Cognos Analytics 11.1, augmented intelligence, advanced and embedded analytics, and beyond!
The golden era of analytics is upon us; smarter systems, augmented with artificial intelligence, capable of managing and filtering massive amounts of data, empowering end users to make smarter decisions, and delivering major returns on investment in the process. According to Gary Quirke, CEO of QueBIT, in a recent CFO magazine webinar, “this period in history will be defined by the commencement of man and machine working in perfect harmony, combining machine artificial intelligence with the irreplaceable power of human intuitive reasoning to achieve optimum decision making performance."
With measurable examples of returns on investment exceeding $200 million annually, it's easy to demonstrate the high value of embedding AI and machine learning into traditional business processes. Quirke believes the companies which are successful in embedding of AI and machine learning directly into their business processes, will be the ones that thrive and succeed, and those that are either unwilling or unable to do this will ultimately fall behind.

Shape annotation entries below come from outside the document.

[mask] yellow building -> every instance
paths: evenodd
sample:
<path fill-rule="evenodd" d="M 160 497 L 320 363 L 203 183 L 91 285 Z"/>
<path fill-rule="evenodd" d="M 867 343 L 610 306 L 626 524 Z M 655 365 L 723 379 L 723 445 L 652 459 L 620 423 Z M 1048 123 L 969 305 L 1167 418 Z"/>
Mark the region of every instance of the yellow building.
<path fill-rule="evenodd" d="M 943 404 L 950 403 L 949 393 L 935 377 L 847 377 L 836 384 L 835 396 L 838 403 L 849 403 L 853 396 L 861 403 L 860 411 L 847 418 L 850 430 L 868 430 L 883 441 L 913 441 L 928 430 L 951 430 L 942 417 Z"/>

According to CIO magazine, data science is becoming democratized to a larger group of data-astute business users. In a recent Gartner poll, 50% of CFOs declared that “leveraging predictive analytics" was a top focus to improve business performance by 2020. This is consistent with recent trends in the software industry. For example, IBM has embedded AI and predictive analytics directly into its market leading business intelligence platform, Cognos Analytics. The latest version of Cognos Analytics is a forerunner in natively embedding natural language processing, augmented intelligence, and predictive modeling functionality for all types of business professionals. QueBIT has developed a number of resources to assist readers of this blog in better understanding the capabilities of the latest release of Cognos Analytics:
For readers that are currently using earlier versions of Cognos Business Intelligence (e.g. version 10.2.2) or Cognos Analytics (e.g. Version 11.0), or indeed any other business intelligence platform, we strongly recommend signing up for a free trial of Cognos Analytics 11.1 and explore further in your own time.
Software tools will continue to drive greater levels of automation of the work that has historically been performed by humans. In addition, organizations will increasingly look to build custom systems that leverage AI and machine learning to both augment and automate core business processes, and to improve human decision making. This will help organizations to eradicate imperfections in business decision making that are driven by the natural flaws in human thought process. Studies have shown that humans have a tendency towards adopting bias in their decision making, and tend to see things in black and white terms; it’s either good or it’s bad. For most decisions, the reality is somewhere in between these extremes, and superior decision making is achieved by leveraging the machine to perform the complex mathematical and statistical calculations, on the massive amounts of data, that humans would simply not be able to perform.
While it may be appealing to think that investments in the latest software can deliver staggering returns on investment, it is also important to recognize the importance of adding true data science knowledge and experience into the process. The machines can only do part of the job, and the data scientists are required to help determine the right data and models for the machines to act upon, and interpret the results correctly, to avoid acting upon false negative and false positive analyses. Finding skilled data science resources has not been an easy task historically because the availability of these skills has been very limited. However, times are fast changing. Many universities now include a level of AI and machine learning study in many of their courses beyond engineering and computer science; in particular, many business courses are now incorporating data science as a core requirement of study. In addition, organizations can work with partners like QueBIT to help deliver materially impactful solutions, and to also accelerate the transfer of data science knowledge into their organizations. The key to long term success with analytics will be the ability to have ready access to the required data science skill sets, either by developing these skills in house, or by partnering with companies like QueBIT. This is what will separate successful companies from the less successful in companies, in this golden era of analytics.